Design for voice-activated overlay feature — tap floating pill to activate voice mode, stream audio to server for Groq Whisper STT, show live transcription on screen with glowing gradient border, send as goal.
6.1 KiB
Voice Overlay — Design Document
Date: 2026-02-20 Status: Approved Approach: Stream audio over existing WebSocket (Approach A)
Overview
Add a voice-activated overlay to DroidClaw's Android app. User taps the floating pill → full-screen glowing gradient border appears → speech is streamed to the server for real-time transcription → live text appears on screen → tap Send to execute as a goal.
User Flow
[IDLE] → tap pill → [LISTENING] → tap send → [EXECUTING] → done → [IDLE]
↓
tap cancel
↓
[IDLE]
States
IDLE — Existing floating pill: ● Ready, draggable, tappable.

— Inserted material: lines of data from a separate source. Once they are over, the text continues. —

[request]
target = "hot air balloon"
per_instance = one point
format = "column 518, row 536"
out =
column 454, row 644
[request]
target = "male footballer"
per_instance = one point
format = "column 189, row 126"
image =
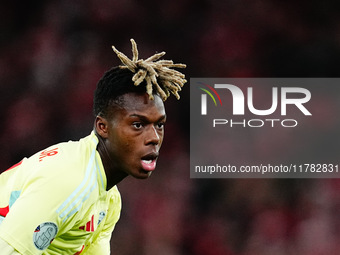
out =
column 64, row 199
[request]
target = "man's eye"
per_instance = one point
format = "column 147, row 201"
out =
column 137, row 125
column 160, row 125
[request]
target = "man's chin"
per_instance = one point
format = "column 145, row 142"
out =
column 142, row 174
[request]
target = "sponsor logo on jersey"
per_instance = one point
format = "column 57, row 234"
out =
column 44, row 234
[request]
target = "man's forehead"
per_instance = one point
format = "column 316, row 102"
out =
column 133, row 103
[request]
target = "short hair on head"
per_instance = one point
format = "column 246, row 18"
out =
column 151, row 76
column 113, row 84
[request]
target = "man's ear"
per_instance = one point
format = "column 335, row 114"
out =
column 101, row 125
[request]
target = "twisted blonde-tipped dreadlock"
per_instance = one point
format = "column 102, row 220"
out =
column 157, row 73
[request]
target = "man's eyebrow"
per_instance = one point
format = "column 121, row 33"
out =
column 145, row 119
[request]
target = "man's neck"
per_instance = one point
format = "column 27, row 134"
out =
column 113, row 175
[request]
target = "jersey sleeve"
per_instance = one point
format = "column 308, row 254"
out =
column 33, row 220
column 101, row 245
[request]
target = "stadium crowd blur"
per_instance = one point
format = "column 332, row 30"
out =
column 52, row 54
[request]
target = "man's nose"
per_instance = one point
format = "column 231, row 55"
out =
column 152, row 136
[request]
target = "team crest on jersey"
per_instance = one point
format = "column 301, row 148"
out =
column 101, row 216
column 44, row 234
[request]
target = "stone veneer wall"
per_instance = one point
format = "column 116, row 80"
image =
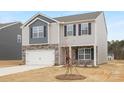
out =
column 47, row 46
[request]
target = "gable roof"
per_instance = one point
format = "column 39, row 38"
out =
column 78, row 17
column 4, row 25
column 40, row 16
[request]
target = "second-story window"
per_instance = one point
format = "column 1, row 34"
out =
column 70, row 30
column 85, row 29
column 38, row 32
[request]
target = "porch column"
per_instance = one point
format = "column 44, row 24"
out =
column 70, row 55
column 94, row 55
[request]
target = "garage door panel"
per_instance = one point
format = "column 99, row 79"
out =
column 40, row 57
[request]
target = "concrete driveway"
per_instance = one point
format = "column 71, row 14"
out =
column 17, row 69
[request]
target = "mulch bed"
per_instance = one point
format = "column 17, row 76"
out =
column 70, row 77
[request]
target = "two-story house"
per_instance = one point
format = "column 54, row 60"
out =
column 10, row 41
column 46, row 41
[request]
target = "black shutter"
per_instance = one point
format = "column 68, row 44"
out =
column 74, row 30
column 65, row 30
column 89, row 28
column 92, row 53
column 79, row 29
column 31, row 32
column 45, row 31
column 76, row 53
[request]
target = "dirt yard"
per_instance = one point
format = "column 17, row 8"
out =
column 111, row 72
column 8, row 63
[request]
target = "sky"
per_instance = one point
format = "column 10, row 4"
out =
column 114, row 19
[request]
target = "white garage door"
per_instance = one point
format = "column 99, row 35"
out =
column 40, row 57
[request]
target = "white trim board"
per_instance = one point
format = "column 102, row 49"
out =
column 9, row 25
column 36, row 16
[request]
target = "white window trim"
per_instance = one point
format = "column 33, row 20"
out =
column 84, row 53
column 86, row 30
column 38, row 32
column 70, row 30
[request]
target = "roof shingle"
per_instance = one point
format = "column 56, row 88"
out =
column 86, row 16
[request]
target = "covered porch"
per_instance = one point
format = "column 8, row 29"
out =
column 80, row 55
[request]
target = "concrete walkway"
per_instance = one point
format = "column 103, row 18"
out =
column 17, row 69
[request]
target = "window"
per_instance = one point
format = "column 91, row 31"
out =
column 38, row 32
column 19, row 39
column 84, row 53
column 84, row 28
column 70, row 30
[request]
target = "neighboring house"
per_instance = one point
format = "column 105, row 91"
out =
column 10, row 41
column 46, row 41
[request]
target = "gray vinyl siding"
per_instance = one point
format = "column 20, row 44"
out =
column 38, row 40
column 9, row 48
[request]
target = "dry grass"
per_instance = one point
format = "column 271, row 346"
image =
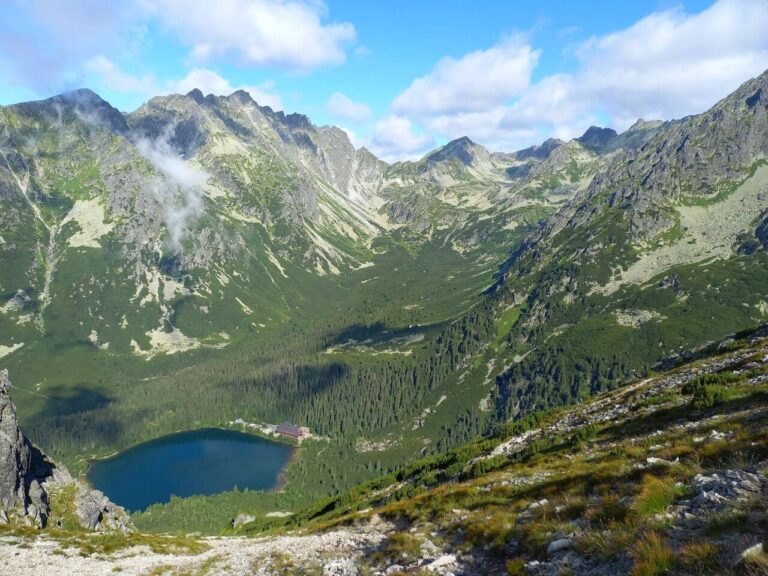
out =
column 652, row 556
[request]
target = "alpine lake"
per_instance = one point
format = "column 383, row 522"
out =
column 198, row 462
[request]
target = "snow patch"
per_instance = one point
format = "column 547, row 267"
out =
column 89, row 216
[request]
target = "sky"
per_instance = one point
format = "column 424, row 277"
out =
column 402, row 76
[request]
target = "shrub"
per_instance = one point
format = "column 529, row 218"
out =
column 655, row 496
column 516, row 567
column 652, row 555
column 398, row 547
column 709, row 395
column 732, row 521
column 584, row 434
column 699, row 557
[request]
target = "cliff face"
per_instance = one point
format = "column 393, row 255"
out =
column 28, row 479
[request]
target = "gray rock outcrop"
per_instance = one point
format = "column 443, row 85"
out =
column 28, row 478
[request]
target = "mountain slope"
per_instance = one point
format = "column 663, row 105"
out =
column 649, row 259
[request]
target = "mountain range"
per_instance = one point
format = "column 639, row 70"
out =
column 205, row 258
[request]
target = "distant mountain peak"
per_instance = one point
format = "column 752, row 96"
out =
column 541, row 151
column 196, row 95
column 596, row 138
column 462, row 149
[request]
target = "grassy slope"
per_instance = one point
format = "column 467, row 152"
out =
column 608, row 478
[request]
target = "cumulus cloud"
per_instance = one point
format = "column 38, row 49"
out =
column 475, row 82
column 179, row 191
column 44, row 42
column 341, row 106
column 290, row 34
column 394, row 138
column 117, row 79
column 207, row 81
column 667, row 65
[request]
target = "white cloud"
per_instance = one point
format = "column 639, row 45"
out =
column 283, row 33
column 209, row 82
column 394, row 139
column 341, row 106
column 666, row 65
column 475, row 82
column 43, row 43
column 117, row 79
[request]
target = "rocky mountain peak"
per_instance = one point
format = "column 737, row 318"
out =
column 196, row 95
column 541, row 151
column 596, row 138
column 462, row 149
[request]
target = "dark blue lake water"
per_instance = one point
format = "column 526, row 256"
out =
column 198, row 462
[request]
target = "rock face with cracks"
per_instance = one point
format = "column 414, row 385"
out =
column 28, row 478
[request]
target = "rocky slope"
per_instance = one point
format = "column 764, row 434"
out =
column 668, row 475
column 661, row 251
column 34, row 491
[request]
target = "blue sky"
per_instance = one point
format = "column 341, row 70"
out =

LISTENING — Pill disappears. Full-screen overlay:
- Animated gradient border around all 4 screen edges (purple → blue → cyan → green cycle, ~3s)

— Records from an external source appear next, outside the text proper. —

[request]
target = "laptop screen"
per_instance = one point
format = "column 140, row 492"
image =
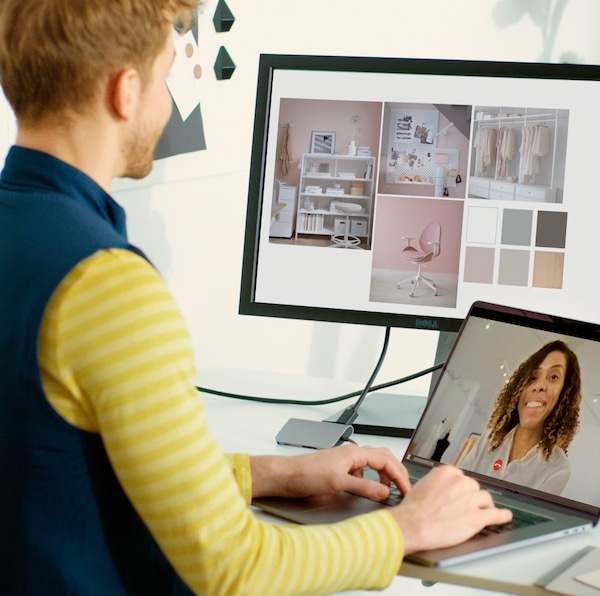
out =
column 518, row 402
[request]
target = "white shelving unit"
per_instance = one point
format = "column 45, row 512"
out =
column 329, row 179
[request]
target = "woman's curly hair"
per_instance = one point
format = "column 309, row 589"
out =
column 562, row 424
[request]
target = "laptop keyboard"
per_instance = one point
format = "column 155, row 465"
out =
column 521, row 519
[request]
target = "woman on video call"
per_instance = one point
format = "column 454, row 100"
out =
column 536, row 416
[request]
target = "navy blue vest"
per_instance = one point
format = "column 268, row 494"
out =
column 66, row 526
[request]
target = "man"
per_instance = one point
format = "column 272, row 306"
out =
column 111, row 481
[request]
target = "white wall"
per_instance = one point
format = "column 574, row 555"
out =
column 193, row 227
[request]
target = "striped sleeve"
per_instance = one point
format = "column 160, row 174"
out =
column 116, row 359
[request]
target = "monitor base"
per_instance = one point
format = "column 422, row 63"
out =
column 387, row 414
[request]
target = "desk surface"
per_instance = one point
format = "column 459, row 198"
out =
column 241, row 426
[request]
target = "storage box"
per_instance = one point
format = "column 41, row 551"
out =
column 339, row 225
column 358, row 227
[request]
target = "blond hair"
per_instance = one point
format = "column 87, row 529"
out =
column 54, row 54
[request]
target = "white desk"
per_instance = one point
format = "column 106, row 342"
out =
column 241, row 426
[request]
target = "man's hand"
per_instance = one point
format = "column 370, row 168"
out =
column 328, row 471
column 445, row 508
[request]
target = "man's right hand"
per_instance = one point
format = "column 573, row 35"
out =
column 445, row 508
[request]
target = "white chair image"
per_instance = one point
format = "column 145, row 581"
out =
column 429, row 249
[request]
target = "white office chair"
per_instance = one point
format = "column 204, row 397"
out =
column 429, row 249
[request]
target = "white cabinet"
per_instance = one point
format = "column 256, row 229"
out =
column 479, row 187
column 283, row 211
column 485, row 188
column 327, row 180
column 504, row 171
column 537, row 194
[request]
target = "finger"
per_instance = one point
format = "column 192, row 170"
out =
column 390, row 469
column 364, row 487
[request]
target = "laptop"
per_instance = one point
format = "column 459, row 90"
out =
column 554, row 500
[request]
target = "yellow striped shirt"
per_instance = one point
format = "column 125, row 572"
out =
column 116, row 359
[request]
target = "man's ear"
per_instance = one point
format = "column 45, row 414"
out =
column 123, row 93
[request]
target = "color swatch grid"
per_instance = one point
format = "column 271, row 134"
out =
column 515, row 247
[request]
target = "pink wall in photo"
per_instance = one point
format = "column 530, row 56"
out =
column 398, row 217
column 308, row 115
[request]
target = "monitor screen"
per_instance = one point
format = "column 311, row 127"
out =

- Large transcribed text in center, updating live word-by-word
- Bottom:
Send(primary) +Cancel(secondary) buttons - Audio recording starts immediately on transition
EXECUTING — Overlay collapses back to pill. Pill shows agent progress as today.
IDLE (post-completion) — Pill shows ● Done for 3s, then ● Ready.
Audio Streaming Protocol
Android → Server
| Message | Description |
|---|---|
{type: "voice_start"} |
Recording begun |
{type: "voice_chunk", data: "<base64>"} |
~100ms PCM chunks, 16kHz mono 16-bit |
{type: "voice_stop", action: "send"} |
User tapped Send — finalize & execute goal |
{type: "voice_stop", action: "cancel"} |
User tapped Cancel — discard |
Server → Android
| Message | Description |
|---|---|
{type: "transcript_partial", text: "..."} |
Live streaming partial transcript |
{type: "transcript_final", text: "..."} |
Final complete transcript |
Flow
- Android sends
voice_start→ server opens streaming connection to Groq Whisper - Android streams
voice_chunkevery ~100ms → server pipes PCM to Groq - Groq sends partial transcriptions → server relays as
transcript_partial - User taps Send → Android sends
voice_stopwithaction: "send" - Server flushes final audio → gets
transcript_final→ sends to Android → fires goal into agent loop - Cancel:
voice_stopwithaction: "cancel"→ server discards Groq session, no goal
Audio Format
- Sample rate: 16kHz
- Channels: mono
- Bit depth: 16-bit PCM (linear16)
- Bandwidth: ~32KB/sec
- Encoding for WebSocket: base64 text frames
Full-Screen Gradient Overlay
Two separate overlay layers managed by AgentOverlay:
Layer 1 — Gradient Border (non-interactive)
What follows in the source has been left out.